= William Twining (military physician) =

William Twining (1790–1835) was a British military surgeon who practiced in the Indian Subcontinent.

==Early life==
William Twining was born in 1790. His father was Reverend William Twining of Nova Scotia. His grandfather, Griffith Twining, had (in 1770) left his home in Clarbeston, Pembrokeshire, Wales to be a missionary abroad. The family has origins in the town of Twining near Tewkesbury. By common ancestry from the 1400s with the Twining family of Pershore, Twining was a distant relation to Richard Twining of Twinings and the East India Company tea trade.

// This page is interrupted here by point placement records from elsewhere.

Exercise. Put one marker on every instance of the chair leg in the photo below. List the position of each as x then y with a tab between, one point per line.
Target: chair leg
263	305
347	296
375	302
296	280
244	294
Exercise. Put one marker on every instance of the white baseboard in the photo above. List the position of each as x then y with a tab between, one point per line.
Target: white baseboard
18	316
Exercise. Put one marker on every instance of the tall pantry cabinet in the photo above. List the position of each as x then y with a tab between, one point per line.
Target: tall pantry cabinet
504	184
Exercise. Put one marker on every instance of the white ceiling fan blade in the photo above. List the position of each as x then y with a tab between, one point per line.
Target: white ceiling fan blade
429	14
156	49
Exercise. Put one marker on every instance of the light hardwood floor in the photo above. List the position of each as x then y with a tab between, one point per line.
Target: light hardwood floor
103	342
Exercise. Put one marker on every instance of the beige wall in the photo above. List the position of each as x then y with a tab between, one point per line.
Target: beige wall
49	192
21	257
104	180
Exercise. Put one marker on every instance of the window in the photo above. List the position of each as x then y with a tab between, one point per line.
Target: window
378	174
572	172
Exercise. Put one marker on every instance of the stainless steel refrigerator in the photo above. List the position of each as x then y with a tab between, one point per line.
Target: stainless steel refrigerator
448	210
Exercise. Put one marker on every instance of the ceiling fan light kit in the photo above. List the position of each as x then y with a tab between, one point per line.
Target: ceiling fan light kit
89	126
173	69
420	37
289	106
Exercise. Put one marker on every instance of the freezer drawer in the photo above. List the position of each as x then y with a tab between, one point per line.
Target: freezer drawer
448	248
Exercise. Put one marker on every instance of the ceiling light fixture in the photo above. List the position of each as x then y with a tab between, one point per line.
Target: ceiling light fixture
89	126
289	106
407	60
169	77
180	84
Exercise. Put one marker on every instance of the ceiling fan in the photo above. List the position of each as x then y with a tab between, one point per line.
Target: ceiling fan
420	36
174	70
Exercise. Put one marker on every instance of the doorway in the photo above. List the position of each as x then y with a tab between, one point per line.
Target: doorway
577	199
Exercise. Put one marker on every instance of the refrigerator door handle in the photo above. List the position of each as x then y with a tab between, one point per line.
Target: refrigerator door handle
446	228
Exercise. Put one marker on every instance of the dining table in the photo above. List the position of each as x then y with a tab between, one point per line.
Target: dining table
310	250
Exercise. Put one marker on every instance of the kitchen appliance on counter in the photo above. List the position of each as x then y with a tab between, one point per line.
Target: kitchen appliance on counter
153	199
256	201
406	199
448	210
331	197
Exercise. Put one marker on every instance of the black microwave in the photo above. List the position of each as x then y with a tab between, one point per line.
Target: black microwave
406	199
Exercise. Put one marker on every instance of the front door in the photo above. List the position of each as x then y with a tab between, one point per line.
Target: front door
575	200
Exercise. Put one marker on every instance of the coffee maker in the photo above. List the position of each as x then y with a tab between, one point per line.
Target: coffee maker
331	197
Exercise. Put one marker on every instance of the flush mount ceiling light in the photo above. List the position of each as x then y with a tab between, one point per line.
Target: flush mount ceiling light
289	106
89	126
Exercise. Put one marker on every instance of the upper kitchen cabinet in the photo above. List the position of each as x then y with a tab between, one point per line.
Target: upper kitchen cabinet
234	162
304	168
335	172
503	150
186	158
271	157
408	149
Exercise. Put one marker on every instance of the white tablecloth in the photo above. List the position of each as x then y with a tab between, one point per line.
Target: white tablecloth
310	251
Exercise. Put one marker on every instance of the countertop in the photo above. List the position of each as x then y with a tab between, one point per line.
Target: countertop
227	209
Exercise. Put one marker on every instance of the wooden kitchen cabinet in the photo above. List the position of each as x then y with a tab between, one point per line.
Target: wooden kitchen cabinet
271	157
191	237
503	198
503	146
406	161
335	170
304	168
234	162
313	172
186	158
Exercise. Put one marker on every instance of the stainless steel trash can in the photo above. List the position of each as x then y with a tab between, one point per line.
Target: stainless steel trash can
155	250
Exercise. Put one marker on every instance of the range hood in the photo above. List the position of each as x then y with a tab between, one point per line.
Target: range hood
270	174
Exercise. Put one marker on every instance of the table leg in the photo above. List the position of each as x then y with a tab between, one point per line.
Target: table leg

Twining began studying medicine at Guy's Hospital under Astley Cooper in 1808. For two years, he worked as an anatomy demonstrator for Joshua Brookes.

==Career==
In 1821, he became personal surgeon to Edward Paget, Governor of Ceylon. In 1824, he became the Assistant Surgeon to the Bengal Establishment in the East India Company. While in that role, he also continued his term of military service through 1830.

In 1835, Twining wrote what seems to be the first modern clinical description of kala azar, which he called "tropical sprue". In his description, he said that it was "endemic cachexia of the tropical countries that are subject to paludal exhalations", and then listed characteristics which match contemporary understanding of the disease.